A City-Level Network Diagram of 2015 In One Line of SQL

What would it look like to visualize how the world's cities are connected through worldwide news reporting in 2015? Looking across the nearly 200 million articles from across the entire world in 65 languages monitored by GDELT in 2015, we wanted to explore geographic correlation.

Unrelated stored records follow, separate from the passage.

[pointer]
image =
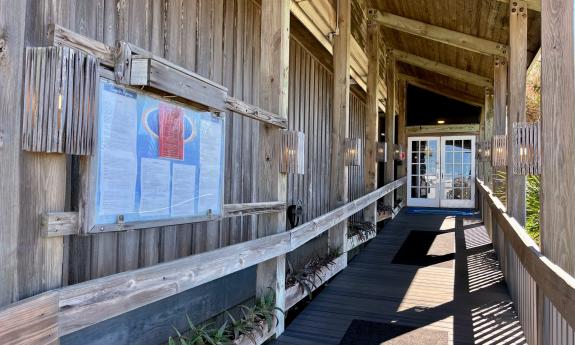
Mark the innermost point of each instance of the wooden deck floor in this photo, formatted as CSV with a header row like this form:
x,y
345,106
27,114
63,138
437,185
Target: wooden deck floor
x,y
463,293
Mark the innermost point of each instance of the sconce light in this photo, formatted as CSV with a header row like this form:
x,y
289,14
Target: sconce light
x,y
526,148
499,151
292,160
381,155
59,101
398,152
352,151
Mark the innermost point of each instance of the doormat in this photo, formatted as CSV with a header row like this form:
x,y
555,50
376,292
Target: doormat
x,y
417,249
463,212
362,332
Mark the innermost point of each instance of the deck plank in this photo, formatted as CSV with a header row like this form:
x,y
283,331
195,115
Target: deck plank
x,y
467,298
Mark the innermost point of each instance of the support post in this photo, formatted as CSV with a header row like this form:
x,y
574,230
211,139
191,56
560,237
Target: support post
x,y
275,30
558,133
371,119
340,122
517,80
499,113
402,132
390,125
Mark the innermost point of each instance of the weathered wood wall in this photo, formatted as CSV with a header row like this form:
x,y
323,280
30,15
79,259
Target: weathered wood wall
x,y
219,40
356,185
309,111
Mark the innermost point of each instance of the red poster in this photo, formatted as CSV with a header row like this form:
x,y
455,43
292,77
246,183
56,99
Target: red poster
x,y
171,132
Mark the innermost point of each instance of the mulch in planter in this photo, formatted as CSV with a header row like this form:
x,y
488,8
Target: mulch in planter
x,y
415,250
362,332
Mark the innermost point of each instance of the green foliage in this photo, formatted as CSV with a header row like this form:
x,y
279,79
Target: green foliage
x,y
253,320
361,229
533,207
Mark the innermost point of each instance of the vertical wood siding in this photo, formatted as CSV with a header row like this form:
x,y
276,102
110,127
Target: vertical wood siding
x,y
219,39
356,185
309,111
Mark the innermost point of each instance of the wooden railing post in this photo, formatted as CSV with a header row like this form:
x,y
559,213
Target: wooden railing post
x,y
340,122
371,118
275,26
517,80
557,233
499,110
402,132
390,79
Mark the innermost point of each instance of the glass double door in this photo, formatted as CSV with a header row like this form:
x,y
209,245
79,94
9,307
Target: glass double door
x,y
441,171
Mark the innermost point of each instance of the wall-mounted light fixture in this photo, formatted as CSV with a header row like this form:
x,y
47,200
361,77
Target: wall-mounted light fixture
x,y
526,148
352,151
381,155
59,101
292,159
398,152
499,151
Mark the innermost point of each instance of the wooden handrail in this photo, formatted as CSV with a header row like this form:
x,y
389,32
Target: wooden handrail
x,y
556,284
76,307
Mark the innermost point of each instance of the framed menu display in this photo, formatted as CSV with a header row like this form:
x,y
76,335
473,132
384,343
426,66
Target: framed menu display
x,y
158,162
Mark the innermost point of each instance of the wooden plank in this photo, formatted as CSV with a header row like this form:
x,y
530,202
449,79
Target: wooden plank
x,y
234,210
371,120
340,122
557,90
439,34
437,129
440,68
390,108
254,112
517,75
531,4
59,36
31,321
296,293
555,283
12,17
273,95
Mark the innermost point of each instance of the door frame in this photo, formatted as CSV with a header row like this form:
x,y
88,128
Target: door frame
x,y
417,202
458,203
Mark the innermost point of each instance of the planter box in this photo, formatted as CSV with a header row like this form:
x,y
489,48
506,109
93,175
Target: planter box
x,y
356,241
296,293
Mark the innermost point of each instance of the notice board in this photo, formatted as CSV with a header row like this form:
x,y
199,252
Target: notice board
x,y
157,160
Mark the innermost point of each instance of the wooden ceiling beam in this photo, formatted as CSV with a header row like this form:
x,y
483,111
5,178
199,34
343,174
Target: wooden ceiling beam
x,y
439,34
441,90
440,68
534,5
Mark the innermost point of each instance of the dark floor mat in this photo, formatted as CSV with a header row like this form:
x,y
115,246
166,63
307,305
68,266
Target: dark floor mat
x,y
415,250
362,332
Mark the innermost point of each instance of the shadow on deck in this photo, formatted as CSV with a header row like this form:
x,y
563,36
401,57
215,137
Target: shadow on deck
x,y
453,292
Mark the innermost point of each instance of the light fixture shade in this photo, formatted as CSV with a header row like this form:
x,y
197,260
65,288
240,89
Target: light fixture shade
x,y
398,152
59,101
352,151
381,155
499,151
526,146
292,159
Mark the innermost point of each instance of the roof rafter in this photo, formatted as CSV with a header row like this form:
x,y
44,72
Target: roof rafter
x,y
440,68
439,34
441,90
534,5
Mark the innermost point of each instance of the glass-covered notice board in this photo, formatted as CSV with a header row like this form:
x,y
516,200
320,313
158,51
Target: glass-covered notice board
x,y
157,161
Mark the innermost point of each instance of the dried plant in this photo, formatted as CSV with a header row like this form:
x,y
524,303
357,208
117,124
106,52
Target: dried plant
x,y
361,229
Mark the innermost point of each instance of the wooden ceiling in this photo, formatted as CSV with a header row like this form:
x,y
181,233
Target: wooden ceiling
x,y
486,19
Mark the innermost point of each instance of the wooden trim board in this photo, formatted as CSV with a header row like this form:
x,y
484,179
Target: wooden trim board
x,y
296,293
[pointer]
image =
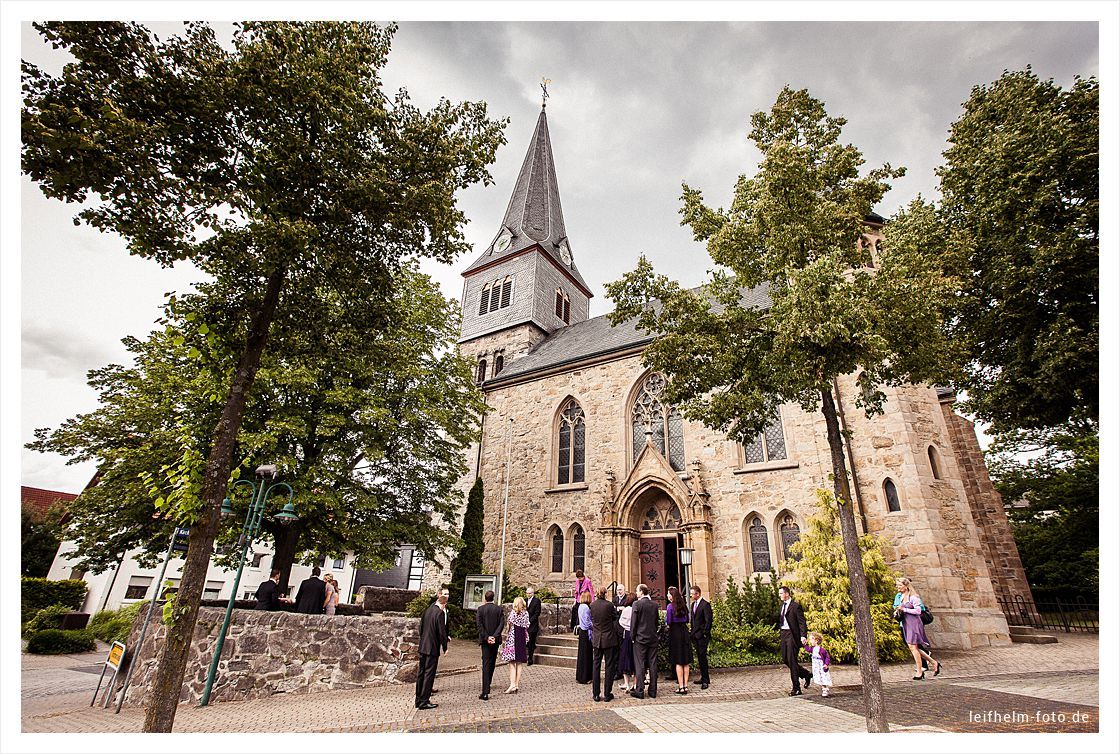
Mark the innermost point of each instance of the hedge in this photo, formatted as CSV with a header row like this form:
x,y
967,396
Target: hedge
x,y
38,593
54,641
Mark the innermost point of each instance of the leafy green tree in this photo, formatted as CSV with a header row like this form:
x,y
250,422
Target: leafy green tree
x,y
793,234
1020,193
279,167
1056,474
820,576
369,428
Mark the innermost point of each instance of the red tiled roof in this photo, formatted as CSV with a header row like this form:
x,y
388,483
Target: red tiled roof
x,y
39,500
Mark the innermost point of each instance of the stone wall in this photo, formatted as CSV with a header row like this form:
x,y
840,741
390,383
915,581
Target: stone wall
x,y
269,653
384,599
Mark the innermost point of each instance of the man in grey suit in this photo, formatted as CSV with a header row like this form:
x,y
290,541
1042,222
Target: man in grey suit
x,y
644,621
488,618
605,644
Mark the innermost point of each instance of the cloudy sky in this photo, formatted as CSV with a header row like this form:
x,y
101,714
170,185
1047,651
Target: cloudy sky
x,y
635,109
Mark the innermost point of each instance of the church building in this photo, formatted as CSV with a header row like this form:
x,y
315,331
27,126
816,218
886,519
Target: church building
x,y
605,475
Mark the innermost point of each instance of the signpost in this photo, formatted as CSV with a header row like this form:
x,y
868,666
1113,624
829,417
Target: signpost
x,y
115,655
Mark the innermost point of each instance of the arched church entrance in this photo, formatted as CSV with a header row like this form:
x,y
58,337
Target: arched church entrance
x,y
658,520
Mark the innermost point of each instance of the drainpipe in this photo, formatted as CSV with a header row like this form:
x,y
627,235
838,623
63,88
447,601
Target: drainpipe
x,y
851,458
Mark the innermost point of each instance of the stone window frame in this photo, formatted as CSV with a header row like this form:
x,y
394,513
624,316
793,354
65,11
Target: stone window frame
x,y
934,456
887,499
767,465
576,528
748,550
632,452
776,531
550,534
554,485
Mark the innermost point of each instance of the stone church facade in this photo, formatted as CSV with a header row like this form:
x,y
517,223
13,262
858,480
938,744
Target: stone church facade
x,y
606,476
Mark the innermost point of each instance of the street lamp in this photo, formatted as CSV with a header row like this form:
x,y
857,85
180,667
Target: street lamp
x,y
253,518
686,554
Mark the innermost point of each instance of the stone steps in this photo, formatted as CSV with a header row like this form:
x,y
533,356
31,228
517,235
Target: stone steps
x,y
1028,635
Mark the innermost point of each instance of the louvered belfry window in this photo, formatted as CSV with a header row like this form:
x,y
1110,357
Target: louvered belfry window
x,y
663,421
572,445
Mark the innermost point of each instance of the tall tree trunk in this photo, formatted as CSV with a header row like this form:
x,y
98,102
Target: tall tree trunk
x,y
285,538
860,602
167,686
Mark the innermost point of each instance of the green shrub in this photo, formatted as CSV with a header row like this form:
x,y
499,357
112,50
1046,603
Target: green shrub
x,y
112,625
38,593
55,641
820,578
48,617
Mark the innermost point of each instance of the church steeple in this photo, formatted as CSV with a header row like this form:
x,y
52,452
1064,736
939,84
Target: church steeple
x,y
533,215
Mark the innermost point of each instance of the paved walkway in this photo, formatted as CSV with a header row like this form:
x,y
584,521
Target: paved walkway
x,y
1023,687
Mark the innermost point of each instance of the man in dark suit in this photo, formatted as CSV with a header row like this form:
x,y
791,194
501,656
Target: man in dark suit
x,y
644,621
533,607
488,617
792,632
604,644
700,632
268,596
432,641
311,594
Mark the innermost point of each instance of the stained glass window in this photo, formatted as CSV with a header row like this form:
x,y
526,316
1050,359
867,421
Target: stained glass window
x,y
572,444
651,413
791,532
759,546
770,445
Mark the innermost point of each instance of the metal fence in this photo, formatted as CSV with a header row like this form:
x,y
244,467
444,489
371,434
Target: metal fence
x,y
1075,614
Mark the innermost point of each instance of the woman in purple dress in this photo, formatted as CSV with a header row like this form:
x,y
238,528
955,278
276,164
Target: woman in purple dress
x,y
910,613
515,648
680,645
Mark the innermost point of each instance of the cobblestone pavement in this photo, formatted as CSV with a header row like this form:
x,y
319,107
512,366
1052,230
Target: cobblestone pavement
x,y
550,700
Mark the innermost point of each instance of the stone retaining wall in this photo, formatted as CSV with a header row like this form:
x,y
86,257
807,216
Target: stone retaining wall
x,y
269,653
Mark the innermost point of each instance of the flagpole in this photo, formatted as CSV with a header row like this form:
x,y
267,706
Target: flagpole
x,y
505,509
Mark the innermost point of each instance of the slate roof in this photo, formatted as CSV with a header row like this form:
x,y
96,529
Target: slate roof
x,y
534,215
593,337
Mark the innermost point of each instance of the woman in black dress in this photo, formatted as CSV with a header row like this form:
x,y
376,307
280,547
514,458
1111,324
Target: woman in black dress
x,y
584,630
680,648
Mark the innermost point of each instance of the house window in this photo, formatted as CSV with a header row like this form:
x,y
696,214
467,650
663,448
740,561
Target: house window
x,y
934,462
663,422
138,587
790,532
892,494
556,541
770,445
577,548
758,540
572,444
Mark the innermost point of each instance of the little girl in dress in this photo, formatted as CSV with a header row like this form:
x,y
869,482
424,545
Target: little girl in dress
x,y
821,663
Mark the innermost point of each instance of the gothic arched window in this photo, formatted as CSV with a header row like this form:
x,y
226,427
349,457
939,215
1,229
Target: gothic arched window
x,y
770,445
758,540
572,444
556,545
790,532
650,413
892,494
578,546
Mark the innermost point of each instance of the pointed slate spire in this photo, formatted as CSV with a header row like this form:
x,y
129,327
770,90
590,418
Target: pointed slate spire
x,y
533,215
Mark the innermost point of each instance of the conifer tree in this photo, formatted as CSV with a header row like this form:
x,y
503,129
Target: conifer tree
x,y
820,576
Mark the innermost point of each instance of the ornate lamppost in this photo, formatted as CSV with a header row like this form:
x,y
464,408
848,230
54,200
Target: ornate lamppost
x,y
260,496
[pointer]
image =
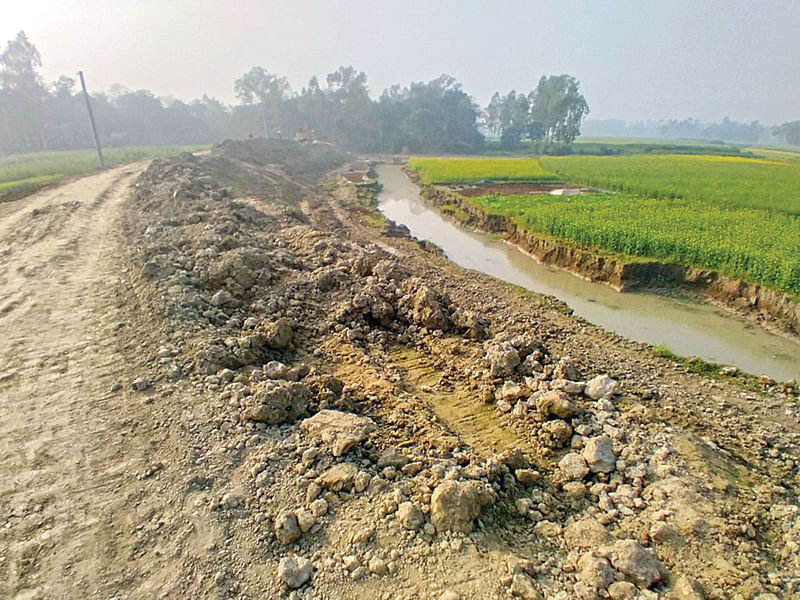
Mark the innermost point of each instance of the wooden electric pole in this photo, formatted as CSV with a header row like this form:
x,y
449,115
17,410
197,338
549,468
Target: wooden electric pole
x,y
100,160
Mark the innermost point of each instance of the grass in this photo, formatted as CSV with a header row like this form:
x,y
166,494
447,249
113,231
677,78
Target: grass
x,y
762,183
736,215
24,173
471,170
699,234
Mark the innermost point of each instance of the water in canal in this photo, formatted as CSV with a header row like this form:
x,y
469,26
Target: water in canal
x,y
687,328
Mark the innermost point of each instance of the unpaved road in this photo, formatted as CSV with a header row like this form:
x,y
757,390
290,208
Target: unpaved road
x,y
65,456
173,491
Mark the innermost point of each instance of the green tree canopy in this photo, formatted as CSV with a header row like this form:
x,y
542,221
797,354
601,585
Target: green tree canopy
x,y
559,107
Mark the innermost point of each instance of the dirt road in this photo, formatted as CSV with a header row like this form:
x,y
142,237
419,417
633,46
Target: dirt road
x,y
65,456
180,361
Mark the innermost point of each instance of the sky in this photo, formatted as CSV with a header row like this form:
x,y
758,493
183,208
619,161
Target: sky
x,y
635,59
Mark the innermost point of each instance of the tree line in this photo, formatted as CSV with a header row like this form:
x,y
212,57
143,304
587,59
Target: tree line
x,y
433,116
423,117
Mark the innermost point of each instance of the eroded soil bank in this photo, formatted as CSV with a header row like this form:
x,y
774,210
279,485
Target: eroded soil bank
x,y
279,401
772,309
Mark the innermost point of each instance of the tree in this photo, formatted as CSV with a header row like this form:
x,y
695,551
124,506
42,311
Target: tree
x,y
789,132
23,93
260,87
559,107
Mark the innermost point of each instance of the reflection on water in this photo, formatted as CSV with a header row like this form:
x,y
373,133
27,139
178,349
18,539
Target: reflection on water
x,y
687,328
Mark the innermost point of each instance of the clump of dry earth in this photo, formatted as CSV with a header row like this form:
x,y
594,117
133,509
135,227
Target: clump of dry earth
x,y
350,414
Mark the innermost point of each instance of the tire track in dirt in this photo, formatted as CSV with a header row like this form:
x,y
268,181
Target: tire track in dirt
x,y
65,458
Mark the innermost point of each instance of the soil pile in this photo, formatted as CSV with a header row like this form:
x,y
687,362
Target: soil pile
x,y
331,411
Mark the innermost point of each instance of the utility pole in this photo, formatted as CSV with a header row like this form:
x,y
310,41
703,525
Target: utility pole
x,y
100,160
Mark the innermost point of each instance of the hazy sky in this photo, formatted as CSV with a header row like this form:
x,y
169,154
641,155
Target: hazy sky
x,y
635,59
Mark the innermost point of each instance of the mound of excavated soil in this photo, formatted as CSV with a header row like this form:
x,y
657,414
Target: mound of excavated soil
x,y
323,412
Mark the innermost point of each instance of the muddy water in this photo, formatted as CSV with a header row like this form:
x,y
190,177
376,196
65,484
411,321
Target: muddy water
x,y
687,328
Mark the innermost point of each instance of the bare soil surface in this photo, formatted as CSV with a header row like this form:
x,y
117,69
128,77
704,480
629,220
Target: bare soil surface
x,y
220,379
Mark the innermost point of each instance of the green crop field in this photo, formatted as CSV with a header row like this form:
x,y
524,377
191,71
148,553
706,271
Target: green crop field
x,y
21,173
736,215
767,183
470,170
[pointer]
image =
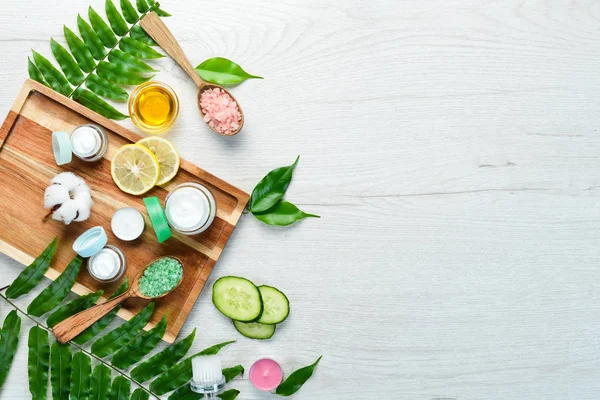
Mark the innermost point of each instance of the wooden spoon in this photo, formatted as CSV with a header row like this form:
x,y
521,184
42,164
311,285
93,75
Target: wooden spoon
x,y
158,31
71,327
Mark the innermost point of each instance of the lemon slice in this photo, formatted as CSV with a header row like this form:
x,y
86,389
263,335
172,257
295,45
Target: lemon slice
x,y
167,156
135,169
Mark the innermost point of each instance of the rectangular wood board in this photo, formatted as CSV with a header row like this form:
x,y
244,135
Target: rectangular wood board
x,y
26,167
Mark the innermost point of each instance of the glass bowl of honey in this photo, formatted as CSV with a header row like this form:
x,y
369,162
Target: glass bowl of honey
x,y
153,107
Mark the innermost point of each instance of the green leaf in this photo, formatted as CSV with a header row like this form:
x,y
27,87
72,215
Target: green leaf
x,y
162,361
35,74
9,339
38,362
91,39
121,389
230,394
162,13
129,12
139,34
100,387
31,276
294,382
271,188
142,6
101,28
53,76
66,62
116,21
128,62
283,213
139,394
81,371
181,373
223,72
79,304
102,323
60,371
138,49
82,54
139,347
95,103
119,74
57,291
104,88
119,337
232,372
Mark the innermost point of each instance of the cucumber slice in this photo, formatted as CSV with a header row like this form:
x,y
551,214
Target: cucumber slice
x,y
237,298
254,330
276,306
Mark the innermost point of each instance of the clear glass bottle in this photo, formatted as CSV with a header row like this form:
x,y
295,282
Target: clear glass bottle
x,y
190,208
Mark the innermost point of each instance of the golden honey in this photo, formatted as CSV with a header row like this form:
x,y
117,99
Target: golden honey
x,y
153,107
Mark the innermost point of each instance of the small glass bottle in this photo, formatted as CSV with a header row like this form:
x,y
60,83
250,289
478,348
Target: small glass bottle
x,y
190,208
153,107
108,265
89,142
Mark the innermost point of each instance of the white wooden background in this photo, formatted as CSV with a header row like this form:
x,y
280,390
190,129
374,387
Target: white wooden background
x,y
452,149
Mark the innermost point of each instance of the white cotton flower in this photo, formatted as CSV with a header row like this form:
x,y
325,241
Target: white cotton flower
x,y
69,198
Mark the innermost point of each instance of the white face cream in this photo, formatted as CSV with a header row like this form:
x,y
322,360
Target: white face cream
x,y
89,142
190,208
127,224
107,265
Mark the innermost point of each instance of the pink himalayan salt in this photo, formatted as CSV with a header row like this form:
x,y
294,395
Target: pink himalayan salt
x,y
221,112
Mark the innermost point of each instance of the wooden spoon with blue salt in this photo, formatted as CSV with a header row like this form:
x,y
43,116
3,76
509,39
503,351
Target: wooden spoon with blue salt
x,y
144,286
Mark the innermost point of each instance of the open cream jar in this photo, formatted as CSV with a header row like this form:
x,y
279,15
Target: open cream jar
x,y
190,208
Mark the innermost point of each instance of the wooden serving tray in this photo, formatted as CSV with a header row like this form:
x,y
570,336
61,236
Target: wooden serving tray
x,y
26,167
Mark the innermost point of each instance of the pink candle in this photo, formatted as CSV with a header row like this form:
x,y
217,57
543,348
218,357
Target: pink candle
x,y
266,374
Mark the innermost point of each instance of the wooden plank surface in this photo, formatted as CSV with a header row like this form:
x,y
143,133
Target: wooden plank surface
x,y
26,168
451,147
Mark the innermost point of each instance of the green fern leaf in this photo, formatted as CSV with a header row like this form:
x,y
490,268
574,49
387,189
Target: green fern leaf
x,y
82,54
67,63
139,394
81,371
129,12
139,34
91,39
107,89
142,6
100,387
119,75
95,103
138,49
120,389
53,76
102,29
116,21
34,72
162,13
60,371
129,62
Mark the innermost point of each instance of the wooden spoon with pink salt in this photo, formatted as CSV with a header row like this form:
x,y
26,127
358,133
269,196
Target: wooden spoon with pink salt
x,y
219,109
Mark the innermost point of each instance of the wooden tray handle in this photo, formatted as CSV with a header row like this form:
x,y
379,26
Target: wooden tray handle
x,y
158,31
71,327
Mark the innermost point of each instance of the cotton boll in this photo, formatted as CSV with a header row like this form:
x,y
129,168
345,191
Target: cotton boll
x,y
69,198
54,195
67,212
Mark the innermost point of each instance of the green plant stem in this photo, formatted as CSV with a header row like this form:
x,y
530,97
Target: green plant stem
x,y
112,48
80,348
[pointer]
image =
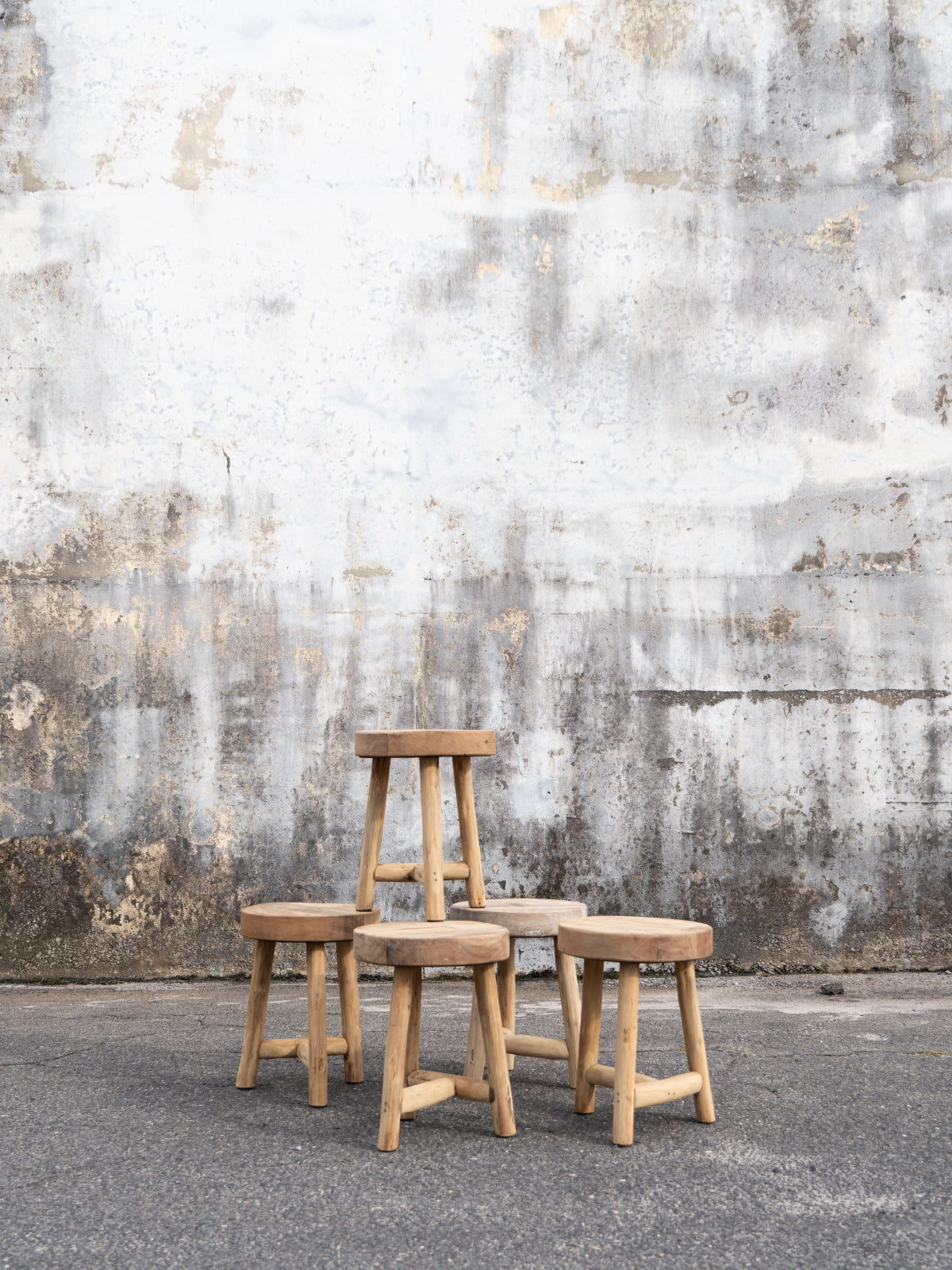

The map below draws a line between every pair of locations mentioned together in the same article at least 100 times across the entire 200 million article archive.  The end result is a visualization of how the world's locations are geographically contextualized.

What makes this visualization most striking is that it took just a single block of SQL and Google BigQuery just 67 seconds to create the final network diagram and just under half a minute to render it using GraphViz.

A special thanks to Felipe Hoffa for his help with the BigQuery analysis – see his Stack Overflow discussion of how he optimized the query to work at this scale.

Click on the image below to access the full-resolution version.

2016-city-network-diagram

TECHNICAL DETAILS

Generating the network diagram above required just a single line of SQL and 67 seconds of compute time in Google BigQuery. The query below generates the cooccurence network over all of 2015, keeping only those pairs of locations that appeared at least 100 times together. Geographic matches that are only at the country level are excluded so that the network reflects only cities, administrative divisions, hilltops, major buildings, and other fine-resolution entities.

select Source, Target, Count from (
SELECT a.name Source, b.name Target, COUNT(*) as Count
FROM (FLATTEN(
SELECT GKGRECORDID, CONCAT( STRING(ROUND(FLOAT(IFNULL(REGEXP_EXTRACT(SPLIT(V2Locations,';'),r'^[2-5]#.*?#.*?#.*?#.*?#(.*?)#'), '0')), 3)), '#', STRING(ROUND(FLOAT(IFNULL(REGEXP_EXTRACT(SPLIT(V2Locations,';'),r'^[2-5]#.*?#.*?#.*?#.*?#.*?#(.*?)#'), '0')), 3)) ) AS name
FROM [gdelt-bq:gdeltv2.gkg] 
WHERE DATE>20150100000000 and DATE<20151299999999
HAVING name != '0.000000#0.000000'
,name)) a
JOIN EACH (
SELECT GKGRECORDID, CONCAT( STRING(ROUND(FLOAT(IFNULL(REGEXP_EXTRACT(SPLIT(V2Locations,';'),r'^[2-5]#.*?#.*?#.*?#.*?#(.*?)#'), '0')), 3)), '#', STRING(ROUND(FLOAT(IFNULL(REGEXP_EXTRACT(SPLIT(V2Locations,';'),r'^[2-5]#.*?#.*?#.*?#.*?#.*?#(.*?)#'), '0')), 3)) ) as name
FROM [gdelt-bq:gdeltv2.gkg] 
WHERE DATE>20150100000000  and DATE<20151299999999
HAVING name != '0.000000#0.000000'
) b
ON a.GKGRECORDID=b.GKGRECORDID
WHERE a.name<b.name 
GROUP EACH BY 1,2
HAVING Count > 100
ORDER BY 3 DESC
)

Download the resulting CSV file to your local computer. Then install the open-source GraphViz package. To visualize the network we are going to project it into GraphViz's coordinate space and use its highly optimized and scalable rasterization tools.

Now download the "networkvisualizer.pl" PERL script and the three basemap images that are used to draw the country borders (BASEMAP.png, BASEMAP-WHITE.png, and BASEMAP-WHITE-3X.png).  Now run the PERL script as "./networkvisualizer.pl ./YOURCSVFILEFROMABOVE.CSV" and after a minute or two it will output the final map file as "NETMAP-COUNTRY.png" in the local directory.  You can adjust various parameters by editing the source of the script.  NOTE that this can require several GB of RAM for larger and more complex networks.

Congratulations, you've just mapped the network of 2015!